Columela diferenciaba los peces y moluscos que se podían engordar en estas piscinas, según fueran sus fondos. En suelos fangosos se criaban los “pescados aplastados”, como lenguado, rodaballo y platija. El libro de Apicio incluye dos recetas para el lenguado. En ambas, cocido en aceite, garum y vino, se termina por cuajarlo con huevos, cambiando solo las especias y hierbas usadas. En esas mismas piscinas fangosas se cultivaban moluscos como murices (cañaílla), ostras, pechines (coquinas) y bellotas de mar.

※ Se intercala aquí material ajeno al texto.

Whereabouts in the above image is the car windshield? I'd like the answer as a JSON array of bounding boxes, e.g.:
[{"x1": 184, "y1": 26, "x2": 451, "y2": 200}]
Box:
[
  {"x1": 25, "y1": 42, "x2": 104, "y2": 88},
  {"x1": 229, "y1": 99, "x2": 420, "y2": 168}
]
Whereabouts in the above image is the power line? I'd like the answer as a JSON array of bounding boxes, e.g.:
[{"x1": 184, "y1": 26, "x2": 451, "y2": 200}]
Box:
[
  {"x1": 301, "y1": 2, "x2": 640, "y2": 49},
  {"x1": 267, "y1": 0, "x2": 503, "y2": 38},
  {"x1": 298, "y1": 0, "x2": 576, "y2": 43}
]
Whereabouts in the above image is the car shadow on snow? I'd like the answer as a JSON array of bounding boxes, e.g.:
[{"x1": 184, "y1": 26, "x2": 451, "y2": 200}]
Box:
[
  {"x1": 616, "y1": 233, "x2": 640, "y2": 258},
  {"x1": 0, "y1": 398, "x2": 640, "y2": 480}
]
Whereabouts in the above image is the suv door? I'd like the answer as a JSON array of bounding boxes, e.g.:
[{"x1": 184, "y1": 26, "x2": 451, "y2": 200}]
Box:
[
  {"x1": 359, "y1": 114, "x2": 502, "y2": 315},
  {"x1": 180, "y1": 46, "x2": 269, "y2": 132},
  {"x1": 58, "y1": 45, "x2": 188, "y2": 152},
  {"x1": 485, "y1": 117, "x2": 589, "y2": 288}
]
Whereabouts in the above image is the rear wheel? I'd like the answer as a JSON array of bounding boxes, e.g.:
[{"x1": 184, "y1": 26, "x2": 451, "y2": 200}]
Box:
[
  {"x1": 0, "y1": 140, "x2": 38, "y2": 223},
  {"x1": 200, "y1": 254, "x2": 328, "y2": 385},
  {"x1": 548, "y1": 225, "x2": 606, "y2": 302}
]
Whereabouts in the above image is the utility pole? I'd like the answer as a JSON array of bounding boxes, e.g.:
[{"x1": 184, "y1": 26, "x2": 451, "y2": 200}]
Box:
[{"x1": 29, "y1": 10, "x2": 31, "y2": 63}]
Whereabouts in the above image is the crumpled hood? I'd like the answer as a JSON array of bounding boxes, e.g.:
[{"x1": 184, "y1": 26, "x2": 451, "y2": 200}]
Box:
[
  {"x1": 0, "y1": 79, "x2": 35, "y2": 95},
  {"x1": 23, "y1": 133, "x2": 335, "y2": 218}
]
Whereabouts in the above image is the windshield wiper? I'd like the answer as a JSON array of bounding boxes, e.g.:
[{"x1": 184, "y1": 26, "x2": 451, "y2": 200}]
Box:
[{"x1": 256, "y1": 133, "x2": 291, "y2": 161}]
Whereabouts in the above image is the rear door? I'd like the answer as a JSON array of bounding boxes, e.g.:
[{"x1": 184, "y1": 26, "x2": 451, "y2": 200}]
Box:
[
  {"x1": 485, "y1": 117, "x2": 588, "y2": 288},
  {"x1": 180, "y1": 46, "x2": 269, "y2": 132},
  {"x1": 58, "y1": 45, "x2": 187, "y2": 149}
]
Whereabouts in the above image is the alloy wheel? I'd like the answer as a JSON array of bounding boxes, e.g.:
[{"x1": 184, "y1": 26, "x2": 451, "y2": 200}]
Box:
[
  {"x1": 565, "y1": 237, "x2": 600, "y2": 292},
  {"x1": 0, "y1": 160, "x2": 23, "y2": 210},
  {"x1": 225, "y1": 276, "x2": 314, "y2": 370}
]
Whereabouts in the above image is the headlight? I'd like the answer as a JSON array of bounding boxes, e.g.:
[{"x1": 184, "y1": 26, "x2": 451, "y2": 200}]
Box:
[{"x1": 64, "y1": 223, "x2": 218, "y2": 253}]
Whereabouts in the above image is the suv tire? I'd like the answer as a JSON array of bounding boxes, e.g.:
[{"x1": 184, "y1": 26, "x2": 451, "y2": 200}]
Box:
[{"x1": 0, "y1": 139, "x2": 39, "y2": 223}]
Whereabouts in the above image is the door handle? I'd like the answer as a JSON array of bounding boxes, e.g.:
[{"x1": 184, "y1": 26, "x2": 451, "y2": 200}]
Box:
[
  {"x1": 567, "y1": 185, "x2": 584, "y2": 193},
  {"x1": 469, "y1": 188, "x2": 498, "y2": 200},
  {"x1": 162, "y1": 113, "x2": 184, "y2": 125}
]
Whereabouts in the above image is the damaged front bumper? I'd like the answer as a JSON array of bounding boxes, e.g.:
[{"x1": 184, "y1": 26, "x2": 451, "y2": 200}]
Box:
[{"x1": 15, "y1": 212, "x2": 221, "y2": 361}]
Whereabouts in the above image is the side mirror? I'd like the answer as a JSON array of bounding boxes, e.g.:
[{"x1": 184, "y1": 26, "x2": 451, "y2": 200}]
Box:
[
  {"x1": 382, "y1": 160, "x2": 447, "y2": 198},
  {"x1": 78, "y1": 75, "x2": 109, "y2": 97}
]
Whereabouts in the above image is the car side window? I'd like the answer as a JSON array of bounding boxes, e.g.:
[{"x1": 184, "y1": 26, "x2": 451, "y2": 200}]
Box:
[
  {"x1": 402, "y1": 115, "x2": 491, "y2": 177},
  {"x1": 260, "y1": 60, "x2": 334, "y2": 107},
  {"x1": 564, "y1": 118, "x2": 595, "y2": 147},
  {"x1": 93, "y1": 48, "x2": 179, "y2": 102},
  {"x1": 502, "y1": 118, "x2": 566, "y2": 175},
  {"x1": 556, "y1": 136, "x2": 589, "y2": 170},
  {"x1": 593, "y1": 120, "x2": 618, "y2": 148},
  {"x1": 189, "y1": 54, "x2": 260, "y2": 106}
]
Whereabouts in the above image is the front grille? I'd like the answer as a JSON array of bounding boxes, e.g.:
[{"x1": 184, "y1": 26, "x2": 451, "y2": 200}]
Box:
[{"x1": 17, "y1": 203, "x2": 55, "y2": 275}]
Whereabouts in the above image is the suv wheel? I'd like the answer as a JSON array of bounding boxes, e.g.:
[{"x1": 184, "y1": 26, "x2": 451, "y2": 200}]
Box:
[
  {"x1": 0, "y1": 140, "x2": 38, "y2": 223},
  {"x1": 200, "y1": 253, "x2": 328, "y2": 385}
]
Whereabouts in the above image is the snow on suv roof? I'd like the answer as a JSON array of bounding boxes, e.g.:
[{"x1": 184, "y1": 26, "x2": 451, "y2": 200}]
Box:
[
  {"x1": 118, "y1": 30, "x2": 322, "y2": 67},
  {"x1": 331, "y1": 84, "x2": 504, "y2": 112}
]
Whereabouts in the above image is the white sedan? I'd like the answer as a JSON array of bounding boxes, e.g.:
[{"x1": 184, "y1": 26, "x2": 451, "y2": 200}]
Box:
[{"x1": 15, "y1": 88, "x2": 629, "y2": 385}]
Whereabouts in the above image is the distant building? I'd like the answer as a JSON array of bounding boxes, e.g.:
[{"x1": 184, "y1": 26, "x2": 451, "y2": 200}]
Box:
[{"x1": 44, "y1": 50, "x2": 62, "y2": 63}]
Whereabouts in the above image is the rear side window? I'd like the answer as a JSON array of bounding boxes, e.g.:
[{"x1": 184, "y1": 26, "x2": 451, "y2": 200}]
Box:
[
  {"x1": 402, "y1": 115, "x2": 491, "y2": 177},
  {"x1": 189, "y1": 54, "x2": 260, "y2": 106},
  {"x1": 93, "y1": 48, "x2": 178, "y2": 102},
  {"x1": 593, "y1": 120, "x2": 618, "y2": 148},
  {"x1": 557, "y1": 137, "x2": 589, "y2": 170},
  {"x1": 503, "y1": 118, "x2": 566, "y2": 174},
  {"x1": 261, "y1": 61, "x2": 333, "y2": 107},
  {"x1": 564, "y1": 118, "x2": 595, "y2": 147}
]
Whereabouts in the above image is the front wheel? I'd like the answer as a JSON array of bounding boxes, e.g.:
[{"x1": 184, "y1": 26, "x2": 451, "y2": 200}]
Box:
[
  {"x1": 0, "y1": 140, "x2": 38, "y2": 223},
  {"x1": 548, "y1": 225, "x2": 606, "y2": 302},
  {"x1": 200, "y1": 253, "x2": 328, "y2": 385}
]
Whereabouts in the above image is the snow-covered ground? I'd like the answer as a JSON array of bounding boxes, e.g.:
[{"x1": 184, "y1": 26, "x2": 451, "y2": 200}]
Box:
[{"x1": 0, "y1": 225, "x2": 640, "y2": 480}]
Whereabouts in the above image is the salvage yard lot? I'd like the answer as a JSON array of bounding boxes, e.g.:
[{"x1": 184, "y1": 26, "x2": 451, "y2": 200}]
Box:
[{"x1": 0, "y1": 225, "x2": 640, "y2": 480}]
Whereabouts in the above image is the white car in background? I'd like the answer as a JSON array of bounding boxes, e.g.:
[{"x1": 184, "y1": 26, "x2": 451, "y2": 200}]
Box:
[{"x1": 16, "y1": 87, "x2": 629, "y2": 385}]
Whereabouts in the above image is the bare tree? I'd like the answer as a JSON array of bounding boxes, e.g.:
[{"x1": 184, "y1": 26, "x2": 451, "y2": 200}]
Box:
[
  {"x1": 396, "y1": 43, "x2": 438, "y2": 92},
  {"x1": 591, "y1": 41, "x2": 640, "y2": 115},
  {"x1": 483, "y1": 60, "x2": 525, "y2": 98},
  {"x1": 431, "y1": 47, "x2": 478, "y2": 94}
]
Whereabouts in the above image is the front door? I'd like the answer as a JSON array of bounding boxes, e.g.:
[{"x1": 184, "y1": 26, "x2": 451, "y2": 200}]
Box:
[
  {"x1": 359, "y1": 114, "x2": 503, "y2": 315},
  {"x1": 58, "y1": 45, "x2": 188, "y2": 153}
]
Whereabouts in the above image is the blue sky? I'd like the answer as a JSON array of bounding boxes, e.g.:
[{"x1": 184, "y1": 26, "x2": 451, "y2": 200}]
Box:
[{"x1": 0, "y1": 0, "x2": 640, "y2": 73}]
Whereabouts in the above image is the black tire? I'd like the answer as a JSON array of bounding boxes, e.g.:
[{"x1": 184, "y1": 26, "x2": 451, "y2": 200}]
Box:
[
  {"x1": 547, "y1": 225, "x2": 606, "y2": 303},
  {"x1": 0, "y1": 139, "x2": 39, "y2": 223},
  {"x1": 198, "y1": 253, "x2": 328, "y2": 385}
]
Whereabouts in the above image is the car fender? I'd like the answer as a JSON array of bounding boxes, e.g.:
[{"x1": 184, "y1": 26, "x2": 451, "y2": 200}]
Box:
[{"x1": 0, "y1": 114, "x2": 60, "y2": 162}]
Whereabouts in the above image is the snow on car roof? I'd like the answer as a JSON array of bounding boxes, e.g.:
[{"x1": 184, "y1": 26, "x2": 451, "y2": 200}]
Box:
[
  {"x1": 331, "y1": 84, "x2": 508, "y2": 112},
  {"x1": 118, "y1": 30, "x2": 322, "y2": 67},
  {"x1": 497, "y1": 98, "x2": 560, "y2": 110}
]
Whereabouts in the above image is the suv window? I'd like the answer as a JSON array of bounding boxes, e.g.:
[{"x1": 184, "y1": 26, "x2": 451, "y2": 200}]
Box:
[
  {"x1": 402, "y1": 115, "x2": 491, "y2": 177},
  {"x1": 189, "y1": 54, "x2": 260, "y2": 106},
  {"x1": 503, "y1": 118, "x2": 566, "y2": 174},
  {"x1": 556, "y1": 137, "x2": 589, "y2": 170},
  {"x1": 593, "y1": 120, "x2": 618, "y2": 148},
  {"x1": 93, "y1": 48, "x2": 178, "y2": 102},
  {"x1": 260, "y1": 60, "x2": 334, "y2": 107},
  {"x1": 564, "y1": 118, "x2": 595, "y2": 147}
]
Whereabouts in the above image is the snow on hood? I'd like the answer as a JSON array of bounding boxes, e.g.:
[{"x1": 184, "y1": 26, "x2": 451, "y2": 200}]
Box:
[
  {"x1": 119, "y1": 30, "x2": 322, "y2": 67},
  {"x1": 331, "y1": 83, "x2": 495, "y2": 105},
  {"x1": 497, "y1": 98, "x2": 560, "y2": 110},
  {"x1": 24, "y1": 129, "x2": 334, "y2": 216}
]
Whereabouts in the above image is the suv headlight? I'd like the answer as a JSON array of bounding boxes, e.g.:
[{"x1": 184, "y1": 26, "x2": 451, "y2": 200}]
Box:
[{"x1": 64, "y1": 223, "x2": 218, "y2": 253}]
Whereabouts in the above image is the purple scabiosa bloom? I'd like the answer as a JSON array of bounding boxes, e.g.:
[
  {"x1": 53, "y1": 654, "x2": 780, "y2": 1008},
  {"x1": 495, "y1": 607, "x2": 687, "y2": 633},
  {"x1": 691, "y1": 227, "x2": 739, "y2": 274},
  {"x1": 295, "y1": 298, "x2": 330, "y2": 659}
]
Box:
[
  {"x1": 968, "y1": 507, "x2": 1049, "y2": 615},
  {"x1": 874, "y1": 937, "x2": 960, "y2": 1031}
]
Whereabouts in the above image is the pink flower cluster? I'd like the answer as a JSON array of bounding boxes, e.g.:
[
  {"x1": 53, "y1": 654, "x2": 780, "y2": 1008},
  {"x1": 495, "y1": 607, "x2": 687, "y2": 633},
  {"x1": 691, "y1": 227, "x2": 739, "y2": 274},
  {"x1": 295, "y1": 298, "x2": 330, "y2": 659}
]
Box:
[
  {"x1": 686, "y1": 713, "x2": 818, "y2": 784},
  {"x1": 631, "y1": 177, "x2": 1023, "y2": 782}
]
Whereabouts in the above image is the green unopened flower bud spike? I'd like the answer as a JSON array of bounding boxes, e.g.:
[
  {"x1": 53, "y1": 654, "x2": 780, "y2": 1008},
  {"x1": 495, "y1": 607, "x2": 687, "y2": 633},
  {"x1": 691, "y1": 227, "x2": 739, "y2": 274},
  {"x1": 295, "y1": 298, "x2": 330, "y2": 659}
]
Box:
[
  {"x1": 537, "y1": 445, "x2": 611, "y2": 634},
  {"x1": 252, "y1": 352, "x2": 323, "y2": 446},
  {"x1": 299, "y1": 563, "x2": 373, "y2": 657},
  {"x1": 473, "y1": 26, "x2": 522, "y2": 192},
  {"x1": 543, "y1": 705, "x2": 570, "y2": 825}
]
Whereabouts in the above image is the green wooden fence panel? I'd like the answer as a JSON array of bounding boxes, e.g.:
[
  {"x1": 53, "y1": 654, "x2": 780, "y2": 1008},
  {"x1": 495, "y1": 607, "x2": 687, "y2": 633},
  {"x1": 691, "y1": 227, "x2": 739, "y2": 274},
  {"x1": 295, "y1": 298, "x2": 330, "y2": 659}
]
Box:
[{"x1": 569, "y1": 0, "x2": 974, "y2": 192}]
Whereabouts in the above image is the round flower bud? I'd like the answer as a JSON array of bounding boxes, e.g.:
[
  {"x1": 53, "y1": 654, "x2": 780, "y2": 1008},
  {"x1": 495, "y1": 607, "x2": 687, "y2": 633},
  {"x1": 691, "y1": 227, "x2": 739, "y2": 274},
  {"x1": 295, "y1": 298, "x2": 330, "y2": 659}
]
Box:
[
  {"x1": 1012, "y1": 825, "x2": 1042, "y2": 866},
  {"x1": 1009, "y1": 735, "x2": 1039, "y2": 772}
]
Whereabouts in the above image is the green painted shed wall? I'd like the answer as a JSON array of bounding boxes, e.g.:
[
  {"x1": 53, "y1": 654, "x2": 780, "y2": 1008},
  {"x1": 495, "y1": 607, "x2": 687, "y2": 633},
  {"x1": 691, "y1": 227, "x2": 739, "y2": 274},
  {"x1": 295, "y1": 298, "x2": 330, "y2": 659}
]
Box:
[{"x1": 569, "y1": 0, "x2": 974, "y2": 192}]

En los de fondos arenosos se cebaban doradas, dentones, lampreas, lubinas, morenas y los llamados “saxátiles”, pescados que se crían entre rocas como meros, tordos marinos y melanuros. En el recetario de Apicio, el dentón se hierve y se cubre con una salsa especiada de miel, vinagre y vino, o se asa en parrilla, en este caso con una salsa también agridulce que incluye membrillos cocidos. El dentón y la dorada se preparaban también en una salsa de ostras. Este recetario sólo incluye un plato de lubina que, para Almudena Villegas, especialista en esta cocina, debe tratarse de un adobo, por las pequeñas cantidades de ingredientes líquidos que emplea: vino de pasas, garum y gotas de aceite; el aderezo incluye también miel, pimienta, cebolla, perejil, ruda y comino. La morena debió ser tan valorada que Apicio le dedica todo un capítulo, preparándola cocida o asada. En todos los casos se acompaña este pescado con potentes salsas agridulces, con vinagre y algún ingrediente dulzón como miel, vino mulsum o frutas como ciruelas o dátiles.
Para engordar todos estos peces de vivero se utilizaban principalmente las inmundicias y restos de la industria de salazón (anchoas secas, sardinas podridas, intestinos de atún, vísceras de caballa), junto a ingredientes vivos (boquerones, camarones, gobios y otros pescados menudos), o incluso también higos, nueces partidas, queso fresco, frutas picadas y trozos de pan bazo, con una parte de salvado.